Nourrir les oiseaux sauvages
Comment nourrir correctement les oiseaux sauvages?
Daniel Onea, 19.03.2026, 12:59
Avec l’arrivée du printemps et le retour des beaux jours, les parcs et les lacs urbains redeviennent des lieux de promenade privilégiés. Et il arrive souvent, par désir de contact avec la nature, d’avoir envie de nourrir les oiseaux sauvages. Et pourtant, sachez que, malgré nos bonnes intentions, leur jeter des restes de nourriture, surtout en cette saison, cela peut leur faire plus de mal que de bien.
D’ailleurs, la Société ornithologique roumaine rappelle qu’il faut cesser de nourrir les oiseaux dès le début de la saison chaude et que les produits de boulangerie sont strictement interdits toute l’année. Malheureusement, cette coutume de donner du pain aux oiseaux au bord des lacs reste très répandue. Pour bien comprendre l’impact d’une mauvaise alimentation sur la faune urbaine, nous avons rencontré Livia Gyöngyösi, ornithologue amateur et bénévole engagée auprès de plusieurs associations de protection et d’étude des oiseaux.
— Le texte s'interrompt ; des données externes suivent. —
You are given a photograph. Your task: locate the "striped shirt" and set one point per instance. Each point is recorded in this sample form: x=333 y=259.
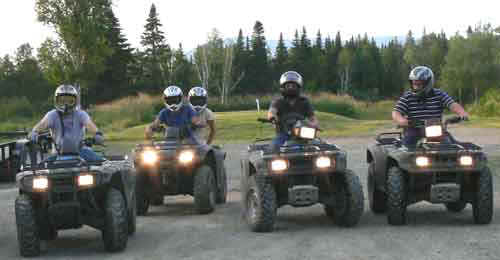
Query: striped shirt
x=431 y=106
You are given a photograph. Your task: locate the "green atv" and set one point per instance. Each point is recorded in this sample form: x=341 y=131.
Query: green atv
x=67 y=192
x=304 y=171
x=177 y=165
x=439 y=169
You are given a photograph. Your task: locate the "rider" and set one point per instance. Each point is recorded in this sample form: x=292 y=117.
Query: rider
x=67 y=125
x=291 y=102
x=197 y=98
x=421 y=102
x=175 y=113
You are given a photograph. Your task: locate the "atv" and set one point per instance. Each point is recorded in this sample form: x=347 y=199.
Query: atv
x=438 y=169
x=176 y=164
x=66 y=192
x=304 y=171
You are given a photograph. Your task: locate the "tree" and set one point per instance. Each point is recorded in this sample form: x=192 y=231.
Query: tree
x=81 y=26
x=157 y=52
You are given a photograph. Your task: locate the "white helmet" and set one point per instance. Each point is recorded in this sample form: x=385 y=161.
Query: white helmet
x=65 y=98
x=197 y=97
x=172 y=96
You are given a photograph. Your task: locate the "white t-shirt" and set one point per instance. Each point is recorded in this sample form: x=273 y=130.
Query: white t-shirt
x=201 y=134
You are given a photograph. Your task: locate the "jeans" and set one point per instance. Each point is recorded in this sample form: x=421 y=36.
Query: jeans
x=85 y=152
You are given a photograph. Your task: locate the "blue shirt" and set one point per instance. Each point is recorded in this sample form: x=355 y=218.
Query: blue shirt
x=178 y=118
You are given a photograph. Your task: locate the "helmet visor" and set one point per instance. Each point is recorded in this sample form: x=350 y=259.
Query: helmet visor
x=66 y=100
x=175 y=100
x=198 y=101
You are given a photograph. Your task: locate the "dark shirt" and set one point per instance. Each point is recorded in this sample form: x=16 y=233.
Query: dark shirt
x=430 y=106
x=301 y=106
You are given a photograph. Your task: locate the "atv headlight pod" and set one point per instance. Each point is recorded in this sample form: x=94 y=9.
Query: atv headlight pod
x=466 y=160
x=279 y=165
x=305 y=132
x=149 y=157
x=323 y=162
x=85 y=180
x=186 y=157
x=40 y=183
x=433 y=131
x=422 y=161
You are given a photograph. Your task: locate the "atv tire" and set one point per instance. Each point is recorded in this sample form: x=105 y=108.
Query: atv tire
x=482 y=208
x=132 y=216
x=377 y=198
x=142 y=198
x=396 y=197
x=116 y=227
x=260 y=205
x=28 y=235
x=205 y=190
x=349 y=200
x=222 y=193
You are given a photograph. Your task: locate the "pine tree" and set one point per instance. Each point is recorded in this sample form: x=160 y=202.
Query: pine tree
x=157 y=50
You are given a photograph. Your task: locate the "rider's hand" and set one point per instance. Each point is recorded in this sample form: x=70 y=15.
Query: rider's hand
x=99 y=138
x=34 y=137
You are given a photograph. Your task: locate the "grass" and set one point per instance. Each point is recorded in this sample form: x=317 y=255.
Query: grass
x=242 y=126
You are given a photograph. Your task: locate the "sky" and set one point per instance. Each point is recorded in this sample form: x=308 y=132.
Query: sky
x=189 y=22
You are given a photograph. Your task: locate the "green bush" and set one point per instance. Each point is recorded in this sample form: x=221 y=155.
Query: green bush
x=489 y=104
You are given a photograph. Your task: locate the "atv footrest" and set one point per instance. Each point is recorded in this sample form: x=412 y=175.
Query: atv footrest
x=445 y=192
x=303 y=195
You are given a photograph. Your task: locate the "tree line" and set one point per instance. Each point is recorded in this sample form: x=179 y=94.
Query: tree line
x=92 y=52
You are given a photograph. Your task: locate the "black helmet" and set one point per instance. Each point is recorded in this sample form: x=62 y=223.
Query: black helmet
x=65 y=98
x=421 y=73
x=290 y=77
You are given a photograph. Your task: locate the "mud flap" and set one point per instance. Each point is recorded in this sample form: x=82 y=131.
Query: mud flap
x=445 y=192
x=303 y=195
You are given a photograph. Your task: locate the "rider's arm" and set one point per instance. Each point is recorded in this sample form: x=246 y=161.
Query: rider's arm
x=458 y=109
x=211 y=134
x=399 y=119
x=148 y=132
x=273 y=111
x=90 y=125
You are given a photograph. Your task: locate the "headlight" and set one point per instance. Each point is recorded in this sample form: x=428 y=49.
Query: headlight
x=466 y=160
x=306 y=132
x=40 y=183
x=433 y=131
x=186 y=157
x=86 y=180
x=323 y=162
x=279 y=165
x=149 y=157
x=422 y=161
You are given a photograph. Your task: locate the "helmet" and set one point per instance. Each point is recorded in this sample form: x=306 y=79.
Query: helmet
x=172 y=96
x=421 y=73
x=290 y=77
x=65 y=98
x=197 y=97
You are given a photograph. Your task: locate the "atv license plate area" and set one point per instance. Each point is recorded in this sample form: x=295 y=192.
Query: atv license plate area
x=445 y=192
x=303 y=195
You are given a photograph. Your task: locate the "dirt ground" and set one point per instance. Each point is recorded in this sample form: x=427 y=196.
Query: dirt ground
x=174 y=231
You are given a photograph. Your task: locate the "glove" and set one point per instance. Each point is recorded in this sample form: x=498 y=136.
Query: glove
x=34 y=137
x=99 y=138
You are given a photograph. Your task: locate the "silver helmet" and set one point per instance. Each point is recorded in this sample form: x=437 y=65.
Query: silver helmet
x=197 y=98
x=172 y=96
x=65 y=98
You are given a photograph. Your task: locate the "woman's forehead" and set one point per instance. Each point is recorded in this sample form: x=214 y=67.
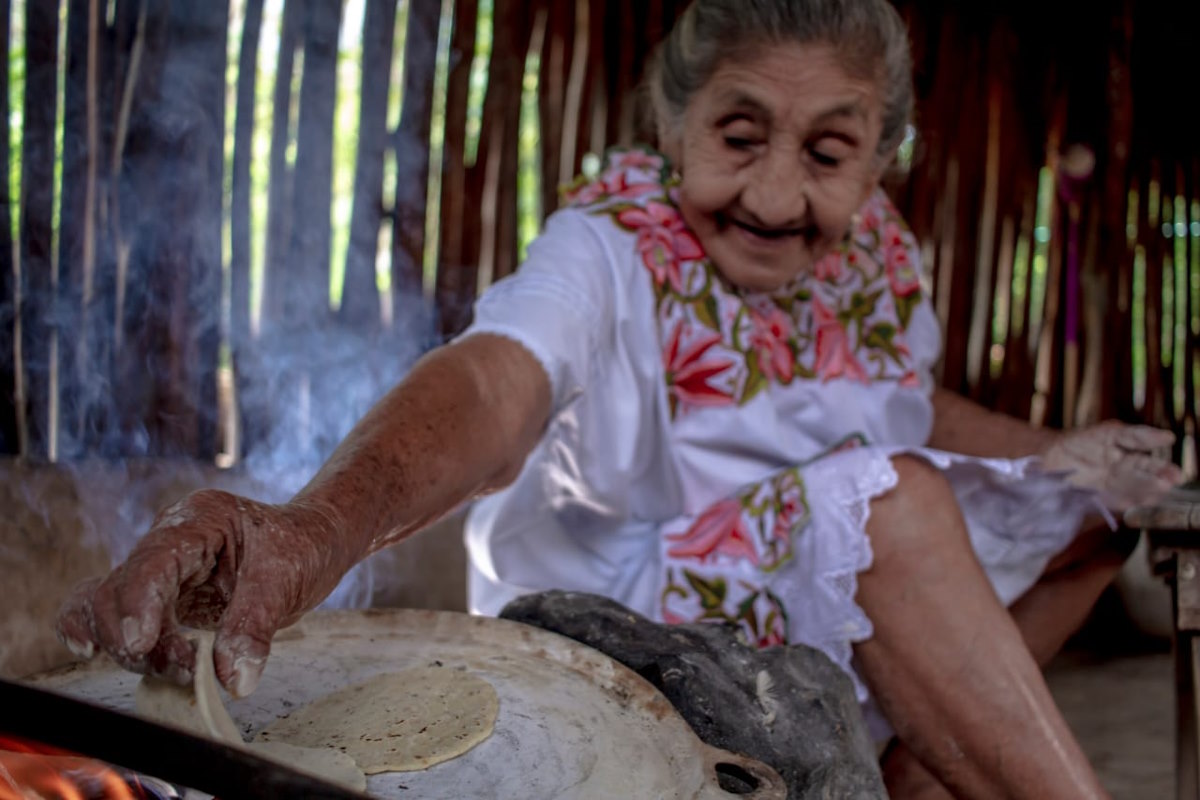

« Les produits de boulangerie et les pâtisseries tels le pain, les bretzels, les céréales expansées ou les biscuits sont néfastes pour les oiseaux. Ils contiennent de la levure, du sel, du sucre et plusieurs additifs, mais sont totalement dépourvus des nutriments essentiels. En leur procurant une fausse sensation de satiété, ces aliments les incitent à ne plus chercher leur nourriture naturelle, tels les herbes, les racines ou les micro-organismes aquatiques. Ils sont ainsi privés des nutriments indispensables au maintien d’un plumage en bon état. La situation est comparable à celle d’un humain qui suivrait un régime alimentaire exclusivement composé de fast-food pendant deux mois, ce qui engendrerait inévitablement des problèmes de santé. Une affection courante chez les oiseaux est le syndrome des « ailes d’ange ». Les rémiges se détériorent fortement, prenant l’apparence d’un balai émoussé. Les oiseaux atteints de cette maladie ne peuvent plus voler. »
Un autre problème grave signalé est la modification de l’environnement autour des lacs urbains lorsque la nourriture proposée est excessive ou insuffisante. Livia Gyöngyösi explique l’enchaînement des conséquences déclenchées par un geste en apparence anodin.
« Quelques tranches de pain jetées à une cinquantaine de canards peuvent paraître inoffensives. Pourtant, certaines personnes leur offrent du pain déjà moisi, ce qui est très dangereux. Leur organisme est différent du nôtre et il n’est pas adapté à une telle consommation ; ils peuvent développer de graves problèmes de santé, tels une inflammation du système digestif. Qui plus est les quantités s’accumulent : un passant jette trois tranches, un autre trois miches, et ainsi de suite. Parfois, le lac se remplit littéralement de pain. Sans exagérer, les morceaux flottent à la surface et moisissent, détériorant même la qualité de l’eau. Par ailleurs, les restes laissés sur les rives attirent les rats. Au printemps, ceux-ci s’attaquent aux canetons et les mangent. Nourrir les oiseaux sauvages avec de tels produits leur fait donc beaucoup plus de mal que de bien. »
La solution est simple : installer de petites mangeoires sur le rebord de la fenêtre ou dans le jardin, régulièrement approvisionnées en graines de tournesol, cerneaux de noix, ou bien de légumes cuits ou pommes. Par contre, au printemps il faut cesser tout nourrissage. Si les mangeoires restent pleines, les oiseaux se nourriront d’eux-mêmes. Les poussins se nourriront de graines au lieu d’insectes, et ils ne pourront pas survivre.
Autant de gestes simples à faire pour garder les oiseaux qui nous entourent en bonne santé.